Most folk I know view tragic suffering as evil. But is it?

I think most Bible beleivers consider moral transgression as evil. Although many others don’t (consider Situation Ethics’ / Relativism’s / Pluralism’s denial of a universal morality).

Starting from a biblical basis of morality and ethics, we understand that, being made in the image of God, everyone has an inherent right to be treated with dignity and respect. Such a basis increases our sensitivity to calamities and difficulties of life. When people hurt, we tend to view it as a bad thing. Unless we follow the Community Organizer’s Bible, Alinsky’s Rules for Radicals:

“RULE 12: Pick the target, freeze it, personalize it, and polarize it.” Cut off the support network and isolate the target from sympathy. Go after people and not institutions; people hurt faster than institutions. (This is cruel, but very effective.)”

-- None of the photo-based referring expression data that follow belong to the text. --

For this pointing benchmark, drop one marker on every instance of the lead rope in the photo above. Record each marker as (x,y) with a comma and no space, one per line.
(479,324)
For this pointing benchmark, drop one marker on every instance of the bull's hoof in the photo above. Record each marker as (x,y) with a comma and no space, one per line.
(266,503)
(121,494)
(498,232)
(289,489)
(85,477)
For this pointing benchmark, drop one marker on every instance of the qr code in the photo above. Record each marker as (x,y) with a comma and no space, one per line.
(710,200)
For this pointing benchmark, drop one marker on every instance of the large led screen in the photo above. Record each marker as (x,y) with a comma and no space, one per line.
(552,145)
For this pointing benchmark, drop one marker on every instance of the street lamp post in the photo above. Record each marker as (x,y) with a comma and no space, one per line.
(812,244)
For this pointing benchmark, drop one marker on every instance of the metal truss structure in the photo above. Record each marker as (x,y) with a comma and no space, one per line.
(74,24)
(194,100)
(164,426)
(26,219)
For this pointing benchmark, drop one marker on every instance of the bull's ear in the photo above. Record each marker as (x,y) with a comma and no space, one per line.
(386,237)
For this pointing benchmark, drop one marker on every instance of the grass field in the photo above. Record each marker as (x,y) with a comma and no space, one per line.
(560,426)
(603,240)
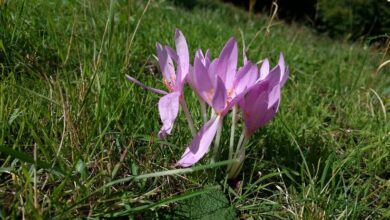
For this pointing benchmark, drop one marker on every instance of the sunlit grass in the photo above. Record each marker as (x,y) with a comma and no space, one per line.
(71,125)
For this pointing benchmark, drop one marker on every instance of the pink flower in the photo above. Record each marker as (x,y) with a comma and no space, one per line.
(174,80)
(220,85)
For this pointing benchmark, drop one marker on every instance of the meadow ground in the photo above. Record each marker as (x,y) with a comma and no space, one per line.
(78,140)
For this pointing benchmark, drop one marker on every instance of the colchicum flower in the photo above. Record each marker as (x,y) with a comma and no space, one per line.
(220,85)
(223,86)
(174,81)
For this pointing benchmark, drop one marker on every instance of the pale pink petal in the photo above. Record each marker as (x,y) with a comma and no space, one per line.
(168,106)
(200,145)
(166,64)
(227,63)
(202,82)
(172,53)
(220,96)
(182,52)
(245,77)
(283,69)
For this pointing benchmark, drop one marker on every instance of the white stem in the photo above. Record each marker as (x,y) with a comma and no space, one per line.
(232,131)
(217,141)
(188,116)
(203,109)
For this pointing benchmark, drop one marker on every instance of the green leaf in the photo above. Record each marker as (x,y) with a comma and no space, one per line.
(210,205)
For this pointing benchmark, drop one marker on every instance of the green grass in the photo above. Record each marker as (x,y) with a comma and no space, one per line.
(78,140)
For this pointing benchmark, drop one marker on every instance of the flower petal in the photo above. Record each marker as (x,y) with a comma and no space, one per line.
(166,64)
(220,96)
(202,82)
(135,81)
(245,77)
(183,55)
(200,145)
(227,64)
(264,69)
(168,106)
(283,69)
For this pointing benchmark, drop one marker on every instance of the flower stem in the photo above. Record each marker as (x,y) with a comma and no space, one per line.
(188,116)
(217,142)
(235,168)
(232,131)
(203,110)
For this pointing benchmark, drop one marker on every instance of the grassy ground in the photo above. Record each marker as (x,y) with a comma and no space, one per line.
(78,140)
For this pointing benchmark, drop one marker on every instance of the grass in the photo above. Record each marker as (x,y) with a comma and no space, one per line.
(78,140)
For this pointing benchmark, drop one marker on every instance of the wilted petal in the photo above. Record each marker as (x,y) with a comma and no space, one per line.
(283,69)
(274,86)
(245,77)
(168,106)
(135,81)
(227,64)
(220,96)
(202,82)
(183,55)
(213,70)
(166,64)
(200,145)
(261,102)
(172,53)
(264,69)
(255,105)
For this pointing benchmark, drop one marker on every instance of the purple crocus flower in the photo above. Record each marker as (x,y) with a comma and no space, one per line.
(174,80)
(262,100)
(220,85)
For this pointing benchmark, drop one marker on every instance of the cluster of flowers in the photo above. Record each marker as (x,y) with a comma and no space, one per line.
(223,87)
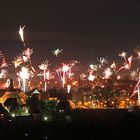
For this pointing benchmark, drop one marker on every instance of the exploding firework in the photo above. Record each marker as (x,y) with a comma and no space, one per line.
(107,73)
(3,74)
(24,75)
(46,73)
(102,61)
(57,52)
(21,33)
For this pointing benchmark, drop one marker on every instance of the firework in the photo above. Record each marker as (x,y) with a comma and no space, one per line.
(102,61)
(44,66)
(24,75)
(21,33)
(3,74)
(91,77)
(57,51)
(27,54)
(123,55)
(64,72)
(68,88)
(18,61)
(107,73)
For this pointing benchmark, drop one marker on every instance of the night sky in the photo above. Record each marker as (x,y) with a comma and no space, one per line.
(84,29)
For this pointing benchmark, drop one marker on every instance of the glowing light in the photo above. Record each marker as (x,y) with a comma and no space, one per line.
(68,88)
(21,33)
(13,115)
(107,73)
(57,51)
(24,75)
(91,77)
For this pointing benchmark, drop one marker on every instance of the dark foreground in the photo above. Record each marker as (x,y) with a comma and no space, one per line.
(81,124)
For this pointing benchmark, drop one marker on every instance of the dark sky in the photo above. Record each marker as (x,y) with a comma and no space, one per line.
(84,29)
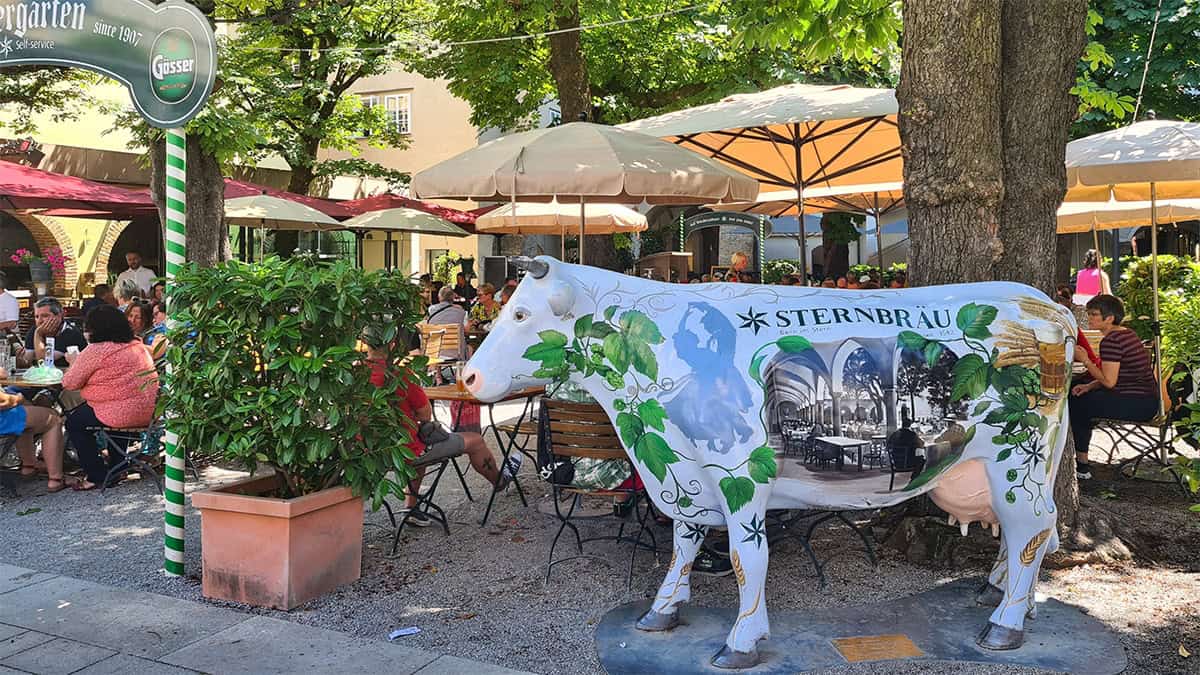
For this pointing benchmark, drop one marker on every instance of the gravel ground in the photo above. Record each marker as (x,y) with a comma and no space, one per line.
(479,593)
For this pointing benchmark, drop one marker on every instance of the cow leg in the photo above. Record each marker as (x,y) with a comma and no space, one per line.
(676,586)
(748,551)
(1029,536)
(993,591)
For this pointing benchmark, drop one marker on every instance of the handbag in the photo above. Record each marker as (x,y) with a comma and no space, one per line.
(432,432)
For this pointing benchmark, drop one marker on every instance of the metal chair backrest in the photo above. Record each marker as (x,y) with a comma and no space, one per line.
(582,430)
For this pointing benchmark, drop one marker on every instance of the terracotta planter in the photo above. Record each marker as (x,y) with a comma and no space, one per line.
(277,553)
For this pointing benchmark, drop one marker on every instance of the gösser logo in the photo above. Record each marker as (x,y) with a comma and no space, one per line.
(173,65)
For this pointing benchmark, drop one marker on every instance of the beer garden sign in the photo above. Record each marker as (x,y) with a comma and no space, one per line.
(167,57)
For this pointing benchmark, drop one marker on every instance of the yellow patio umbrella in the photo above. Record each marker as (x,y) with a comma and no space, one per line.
(1145,161)
(581,162)
(876,201)
(556,217)
(797,137)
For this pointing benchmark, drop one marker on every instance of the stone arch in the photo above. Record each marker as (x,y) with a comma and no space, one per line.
(113,231)
(48,232)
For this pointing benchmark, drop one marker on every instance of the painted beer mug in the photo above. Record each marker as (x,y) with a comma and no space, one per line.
(1053,359)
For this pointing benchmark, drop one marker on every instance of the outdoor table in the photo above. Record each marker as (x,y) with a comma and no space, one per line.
(451,393)
(845,443)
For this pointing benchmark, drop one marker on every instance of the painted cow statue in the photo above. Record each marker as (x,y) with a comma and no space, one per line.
(702,382)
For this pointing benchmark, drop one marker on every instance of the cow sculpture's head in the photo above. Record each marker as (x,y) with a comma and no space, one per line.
(544,300)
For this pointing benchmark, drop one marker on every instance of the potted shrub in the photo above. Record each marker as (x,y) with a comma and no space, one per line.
(267,372)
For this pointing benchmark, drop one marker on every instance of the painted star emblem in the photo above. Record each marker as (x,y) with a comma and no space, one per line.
(754,321)
(756,531)
(695,532)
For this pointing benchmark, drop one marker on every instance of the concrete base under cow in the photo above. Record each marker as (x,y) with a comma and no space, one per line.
(937,625)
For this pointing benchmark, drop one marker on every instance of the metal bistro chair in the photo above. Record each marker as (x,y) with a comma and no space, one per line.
(583,431)
(135,448)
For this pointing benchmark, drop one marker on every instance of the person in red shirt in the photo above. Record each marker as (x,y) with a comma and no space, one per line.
(415,405)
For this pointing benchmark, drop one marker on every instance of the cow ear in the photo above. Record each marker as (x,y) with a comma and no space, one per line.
(561,298)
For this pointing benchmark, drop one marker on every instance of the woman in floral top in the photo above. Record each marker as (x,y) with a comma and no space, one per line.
(485,310)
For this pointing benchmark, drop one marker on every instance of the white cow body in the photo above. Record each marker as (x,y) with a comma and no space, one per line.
(694,377)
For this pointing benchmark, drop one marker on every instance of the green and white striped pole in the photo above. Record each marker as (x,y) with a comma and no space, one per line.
(177,242)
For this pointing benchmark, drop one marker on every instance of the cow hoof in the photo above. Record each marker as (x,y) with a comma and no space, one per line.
(999,638)
(732,659)
(989,595)
(655,621)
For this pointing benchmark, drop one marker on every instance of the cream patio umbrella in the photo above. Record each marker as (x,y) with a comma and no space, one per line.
(275,213)
(798,137)
(876,201)
(556,217)
(401,219)
(1145,161)
(581,162)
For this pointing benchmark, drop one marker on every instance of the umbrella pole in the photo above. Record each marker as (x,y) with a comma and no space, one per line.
(1155,326)
(879,234)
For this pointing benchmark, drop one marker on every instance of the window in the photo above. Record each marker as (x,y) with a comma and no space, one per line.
(400,112)
(397,107)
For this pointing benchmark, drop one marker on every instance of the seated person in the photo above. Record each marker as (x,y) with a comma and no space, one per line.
(1121,387)
(119,384)
(17,417)
(48,323)
(485,310)
(417,407)
(448,312)
(102,294)
(903,444)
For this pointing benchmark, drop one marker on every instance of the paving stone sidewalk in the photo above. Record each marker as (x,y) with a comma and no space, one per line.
(59,625)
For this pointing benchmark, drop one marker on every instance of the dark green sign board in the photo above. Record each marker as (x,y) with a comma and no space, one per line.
(165,54)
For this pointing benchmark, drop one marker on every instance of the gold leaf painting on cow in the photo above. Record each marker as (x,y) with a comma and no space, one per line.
(735,399)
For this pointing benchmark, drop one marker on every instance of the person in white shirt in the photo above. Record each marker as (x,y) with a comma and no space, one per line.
(10,310)
(142,276)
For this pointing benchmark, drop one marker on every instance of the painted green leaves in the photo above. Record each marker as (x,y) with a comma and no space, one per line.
(550,353)
(973,321)
(787,344)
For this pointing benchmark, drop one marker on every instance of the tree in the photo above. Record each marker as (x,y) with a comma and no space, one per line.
(984,173)
(289,71)
(617,71)
(1115,59)
(862,376)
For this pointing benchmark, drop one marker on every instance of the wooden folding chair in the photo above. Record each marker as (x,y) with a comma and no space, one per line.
(579,431)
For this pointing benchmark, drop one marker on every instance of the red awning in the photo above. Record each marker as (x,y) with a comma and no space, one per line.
(379,202)
(333,209)
(27,187)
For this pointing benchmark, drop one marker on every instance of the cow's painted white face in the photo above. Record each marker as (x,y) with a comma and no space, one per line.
(498,366)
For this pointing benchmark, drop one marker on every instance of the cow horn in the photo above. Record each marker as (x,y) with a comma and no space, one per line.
(538,269)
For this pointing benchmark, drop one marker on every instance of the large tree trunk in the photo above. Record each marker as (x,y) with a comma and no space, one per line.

In which case the intent is to hurt people to promote a political / social agenda. In contrast the Bible says, “If it be possible, as much as lieth in you, live peaceably with all men. … Therefore if thine enemy hunger, feed him; if he thirst, give him drink:… Be not overcome of evil, but overcome evil with good” (Romans 12:18-21 ASV).

Situation Ethics, Relativism and Pluralism will always provide justification for evil. Biblical ethics will not. Tragic suffering cannot be weighed on the same scale as the evil of moral transgression. Actions/choices with tragic consequences are not necessarily evil. An act with painful consequences may still be morally right.

We live in a time when folk view any obstacle to the fulfillment of their desires as something evil, and thus justify transgressing moral boundaries. Often, they deny the right of the boundaries to exist, as it would cause them tragic suffering to live by them. They practice the old saying: “He who defines controls.” And seek to redefine what is moral, and what is evil.

“Woe unto them that call evil good, and good evil; that put darkness for light, and light for darkness; that put bitter for sweet, and sweet for bitter! Woe unto them that are wise in their own eyes, and prudent in their own sight!” (Isaiah 5:20–21).

When rational arguments fail, they lean on ‘righteous indignation’ (whether the cause is righteous or not) and painting themselves as victims and/or heroes, seek to take the moral high ground by whatever means necessary. Even to the trampling of others who are also made in the image of God.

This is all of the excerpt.